The Bourbons left us with respect, but not regret. As we have said, their misfortune was greater than they. They faded away on the horizon.
The Revolution of July immediately found friends and enemies throughout the world. The former rushed towards it with enthusiasm and joy, the latter turned away; each according to his own nature. The princes of Europe, at the first moment, owls in this dawn, closed their eyes, shocked and stupefied, and opened them only to threaten. A fright which can be understood, an anger which can be excused. This strange revolution had hardly been a shock; it did not even do vanquished royalty the honour of treating it as an enemy and shedding its blood. In the eyes of the despotic governments, always interested that liberty should calumniate herself, the Revolution of July had the fault of being formidable and yet being mild. Nothing, however, was attempted, or plotted against it. The most dissatisfied, the most irritated, the most horrified, bowed to it; whatever may be our selfishness and our prejudices, a mysterious respect springs from events in which we feel the intervention of a hand higher than that of man.
The Revolution of July is the triumph of the Right prostrating the fact. A thing full of splendour.
The right prostrating the fact. Thence the glory of the Revolution of 1830, thence its mildness also.

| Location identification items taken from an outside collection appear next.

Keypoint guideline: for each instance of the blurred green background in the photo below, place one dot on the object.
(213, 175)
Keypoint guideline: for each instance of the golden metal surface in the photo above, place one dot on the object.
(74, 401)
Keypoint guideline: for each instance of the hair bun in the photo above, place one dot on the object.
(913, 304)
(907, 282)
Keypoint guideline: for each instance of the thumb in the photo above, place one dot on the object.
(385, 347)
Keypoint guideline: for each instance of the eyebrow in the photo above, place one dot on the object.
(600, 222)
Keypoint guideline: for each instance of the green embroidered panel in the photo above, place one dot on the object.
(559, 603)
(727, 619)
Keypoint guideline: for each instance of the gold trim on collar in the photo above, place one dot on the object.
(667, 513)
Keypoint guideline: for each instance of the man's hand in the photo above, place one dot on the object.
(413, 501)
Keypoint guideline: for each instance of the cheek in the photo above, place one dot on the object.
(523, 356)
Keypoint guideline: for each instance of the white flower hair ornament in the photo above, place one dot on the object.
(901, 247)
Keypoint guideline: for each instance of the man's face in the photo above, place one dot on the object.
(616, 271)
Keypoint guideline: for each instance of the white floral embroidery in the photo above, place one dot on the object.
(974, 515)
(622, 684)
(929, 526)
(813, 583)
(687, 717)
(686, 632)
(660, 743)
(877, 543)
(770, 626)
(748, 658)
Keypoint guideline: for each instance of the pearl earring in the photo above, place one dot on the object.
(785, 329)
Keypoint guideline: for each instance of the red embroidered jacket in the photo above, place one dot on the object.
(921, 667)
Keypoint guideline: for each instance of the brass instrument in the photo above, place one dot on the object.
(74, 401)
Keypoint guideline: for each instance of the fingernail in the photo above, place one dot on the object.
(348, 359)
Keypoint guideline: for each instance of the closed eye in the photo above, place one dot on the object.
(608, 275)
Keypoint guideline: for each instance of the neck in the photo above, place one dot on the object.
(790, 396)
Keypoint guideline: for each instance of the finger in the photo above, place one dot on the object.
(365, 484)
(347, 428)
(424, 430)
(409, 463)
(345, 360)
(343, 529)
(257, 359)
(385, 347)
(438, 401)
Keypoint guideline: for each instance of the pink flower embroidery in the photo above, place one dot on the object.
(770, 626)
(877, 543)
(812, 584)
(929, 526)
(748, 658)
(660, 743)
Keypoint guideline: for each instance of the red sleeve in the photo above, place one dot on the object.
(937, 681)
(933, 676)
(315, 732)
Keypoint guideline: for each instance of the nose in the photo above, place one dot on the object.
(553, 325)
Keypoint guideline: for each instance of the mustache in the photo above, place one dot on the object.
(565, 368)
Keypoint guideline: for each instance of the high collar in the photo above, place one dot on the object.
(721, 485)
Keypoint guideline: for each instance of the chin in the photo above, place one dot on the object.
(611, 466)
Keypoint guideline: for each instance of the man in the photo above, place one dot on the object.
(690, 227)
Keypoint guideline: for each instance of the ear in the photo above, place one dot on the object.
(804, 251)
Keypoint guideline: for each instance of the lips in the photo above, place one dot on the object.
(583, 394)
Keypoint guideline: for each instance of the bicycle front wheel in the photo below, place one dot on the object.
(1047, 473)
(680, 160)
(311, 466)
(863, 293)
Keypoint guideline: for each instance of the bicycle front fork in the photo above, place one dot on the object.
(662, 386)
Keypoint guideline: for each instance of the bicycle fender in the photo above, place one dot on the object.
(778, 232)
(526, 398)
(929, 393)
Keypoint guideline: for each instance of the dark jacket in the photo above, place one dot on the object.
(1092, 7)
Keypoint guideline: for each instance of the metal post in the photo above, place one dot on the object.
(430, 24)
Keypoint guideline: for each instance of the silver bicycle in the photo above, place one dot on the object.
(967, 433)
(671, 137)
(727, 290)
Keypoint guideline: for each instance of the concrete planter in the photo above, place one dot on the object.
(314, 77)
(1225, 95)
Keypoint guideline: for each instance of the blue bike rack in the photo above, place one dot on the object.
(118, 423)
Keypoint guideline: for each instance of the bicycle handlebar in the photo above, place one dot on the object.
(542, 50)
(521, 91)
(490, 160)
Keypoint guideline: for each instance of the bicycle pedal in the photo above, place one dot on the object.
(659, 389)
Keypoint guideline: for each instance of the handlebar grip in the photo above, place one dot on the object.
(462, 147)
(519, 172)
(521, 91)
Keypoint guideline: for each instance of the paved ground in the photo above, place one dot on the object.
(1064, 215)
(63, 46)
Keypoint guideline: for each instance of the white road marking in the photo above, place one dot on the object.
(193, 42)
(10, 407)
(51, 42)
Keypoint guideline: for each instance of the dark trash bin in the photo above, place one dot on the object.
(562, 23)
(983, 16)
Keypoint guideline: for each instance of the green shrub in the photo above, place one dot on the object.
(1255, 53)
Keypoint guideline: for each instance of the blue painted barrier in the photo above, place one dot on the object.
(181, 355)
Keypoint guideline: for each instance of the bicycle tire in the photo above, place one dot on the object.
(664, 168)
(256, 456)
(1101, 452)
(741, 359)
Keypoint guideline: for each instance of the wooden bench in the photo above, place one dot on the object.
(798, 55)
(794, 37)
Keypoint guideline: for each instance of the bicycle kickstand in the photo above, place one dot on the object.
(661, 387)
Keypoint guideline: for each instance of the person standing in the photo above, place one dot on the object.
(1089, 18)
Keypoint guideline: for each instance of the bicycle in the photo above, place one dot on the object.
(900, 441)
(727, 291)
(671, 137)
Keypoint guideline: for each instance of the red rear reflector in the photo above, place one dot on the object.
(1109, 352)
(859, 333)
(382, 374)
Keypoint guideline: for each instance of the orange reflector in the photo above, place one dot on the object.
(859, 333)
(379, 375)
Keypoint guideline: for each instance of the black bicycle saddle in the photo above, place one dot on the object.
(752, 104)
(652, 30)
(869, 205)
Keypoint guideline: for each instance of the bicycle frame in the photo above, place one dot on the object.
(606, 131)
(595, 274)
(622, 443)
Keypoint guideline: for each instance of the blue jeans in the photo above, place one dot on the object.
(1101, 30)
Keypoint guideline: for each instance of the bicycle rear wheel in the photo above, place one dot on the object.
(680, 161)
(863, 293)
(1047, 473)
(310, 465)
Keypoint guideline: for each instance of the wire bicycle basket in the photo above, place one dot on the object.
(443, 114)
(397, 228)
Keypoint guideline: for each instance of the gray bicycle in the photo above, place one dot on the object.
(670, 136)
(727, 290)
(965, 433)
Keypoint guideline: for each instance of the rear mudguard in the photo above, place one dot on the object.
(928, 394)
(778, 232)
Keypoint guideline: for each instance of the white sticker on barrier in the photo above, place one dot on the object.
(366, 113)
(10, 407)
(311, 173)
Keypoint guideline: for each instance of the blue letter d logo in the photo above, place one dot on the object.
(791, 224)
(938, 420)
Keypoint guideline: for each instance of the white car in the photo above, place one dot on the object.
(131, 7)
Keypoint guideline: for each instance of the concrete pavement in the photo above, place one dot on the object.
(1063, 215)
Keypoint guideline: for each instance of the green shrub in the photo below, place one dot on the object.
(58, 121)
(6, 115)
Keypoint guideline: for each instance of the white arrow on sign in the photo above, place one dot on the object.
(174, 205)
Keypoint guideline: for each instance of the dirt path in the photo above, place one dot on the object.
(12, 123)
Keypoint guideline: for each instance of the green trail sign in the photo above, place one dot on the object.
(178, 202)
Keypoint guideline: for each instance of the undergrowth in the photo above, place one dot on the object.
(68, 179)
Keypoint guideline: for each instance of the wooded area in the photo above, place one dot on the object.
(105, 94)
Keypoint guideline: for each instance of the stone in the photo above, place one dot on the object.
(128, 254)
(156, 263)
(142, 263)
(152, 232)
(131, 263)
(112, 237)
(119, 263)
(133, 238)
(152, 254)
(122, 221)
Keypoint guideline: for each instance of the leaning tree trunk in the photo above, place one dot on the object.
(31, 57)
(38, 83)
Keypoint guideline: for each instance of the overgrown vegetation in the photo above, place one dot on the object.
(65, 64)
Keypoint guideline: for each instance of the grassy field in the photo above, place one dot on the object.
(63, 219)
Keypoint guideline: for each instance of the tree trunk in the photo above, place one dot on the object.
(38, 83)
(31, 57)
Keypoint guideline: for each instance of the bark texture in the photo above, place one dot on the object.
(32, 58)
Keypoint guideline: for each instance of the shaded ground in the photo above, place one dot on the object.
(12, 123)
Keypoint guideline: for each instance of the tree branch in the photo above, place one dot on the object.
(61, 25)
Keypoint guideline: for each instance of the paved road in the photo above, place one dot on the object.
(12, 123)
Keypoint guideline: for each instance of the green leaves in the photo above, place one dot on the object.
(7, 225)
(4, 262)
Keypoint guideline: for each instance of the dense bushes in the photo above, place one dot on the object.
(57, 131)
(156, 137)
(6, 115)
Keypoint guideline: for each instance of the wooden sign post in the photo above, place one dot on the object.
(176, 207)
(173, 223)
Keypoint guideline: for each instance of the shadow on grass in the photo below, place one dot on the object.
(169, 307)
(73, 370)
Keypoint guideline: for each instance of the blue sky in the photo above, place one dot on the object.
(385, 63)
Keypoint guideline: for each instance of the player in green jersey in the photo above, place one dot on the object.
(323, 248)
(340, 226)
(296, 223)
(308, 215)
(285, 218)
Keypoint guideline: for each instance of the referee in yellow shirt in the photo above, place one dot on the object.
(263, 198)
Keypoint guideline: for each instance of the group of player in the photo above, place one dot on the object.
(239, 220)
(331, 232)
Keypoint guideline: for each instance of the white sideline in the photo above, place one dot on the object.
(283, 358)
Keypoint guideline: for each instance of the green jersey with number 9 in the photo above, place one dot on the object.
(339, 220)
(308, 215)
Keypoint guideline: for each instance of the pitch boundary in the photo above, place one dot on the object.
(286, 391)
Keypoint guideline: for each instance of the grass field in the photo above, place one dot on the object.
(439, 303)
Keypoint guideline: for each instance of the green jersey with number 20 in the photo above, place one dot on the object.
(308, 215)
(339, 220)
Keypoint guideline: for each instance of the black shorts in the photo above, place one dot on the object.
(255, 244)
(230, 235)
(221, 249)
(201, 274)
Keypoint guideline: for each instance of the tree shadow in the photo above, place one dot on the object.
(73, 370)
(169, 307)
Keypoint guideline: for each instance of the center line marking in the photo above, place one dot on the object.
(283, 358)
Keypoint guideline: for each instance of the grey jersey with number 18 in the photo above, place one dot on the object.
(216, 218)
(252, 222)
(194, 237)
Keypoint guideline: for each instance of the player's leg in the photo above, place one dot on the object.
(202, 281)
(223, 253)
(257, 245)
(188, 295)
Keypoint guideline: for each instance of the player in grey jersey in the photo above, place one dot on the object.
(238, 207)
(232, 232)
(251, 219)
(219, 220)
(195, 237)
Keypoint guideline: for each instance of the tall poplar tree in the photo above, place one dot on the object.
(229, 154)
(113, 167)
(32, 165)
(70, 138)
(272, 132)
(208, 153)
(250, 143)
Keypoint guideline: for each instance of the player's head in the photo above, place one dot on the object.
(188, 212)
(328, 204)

The right, when it triumphs, has no need to be violent.
The right is the just and the true.
The peculiarity of the right is that it is always beautiful and pure. The fact, even that which is most necessary in appearance, even that most accepted by its contemporaries, if it exist only as fact, and if it contain too little of the right, or none at all, is destined infallibly to become, in the lapse of time, deformed, unclean, perhaps even monstrous. If you would ascertain at once what degree of ugliness the fact may reach, seen in the distance of the centuries, look at Machiavelli. Machiavelli is not an evil genius, nor a demon, nor a cowardly and miserable writer; he is nothing but the fact. And he is not merely the Italian fact, he is the European fact, the fact of the sixteenth century. He seems hideous, and he is so, in presence of the moral idea of the nineteenth.
This conflict of the right and the fact endures from the origin of society. To bring the duel to an end, to amalgamate the pure ideal with the human reality, to make the right peacefully interpenetrate the fact, and the fact the right, this is the work of the wise.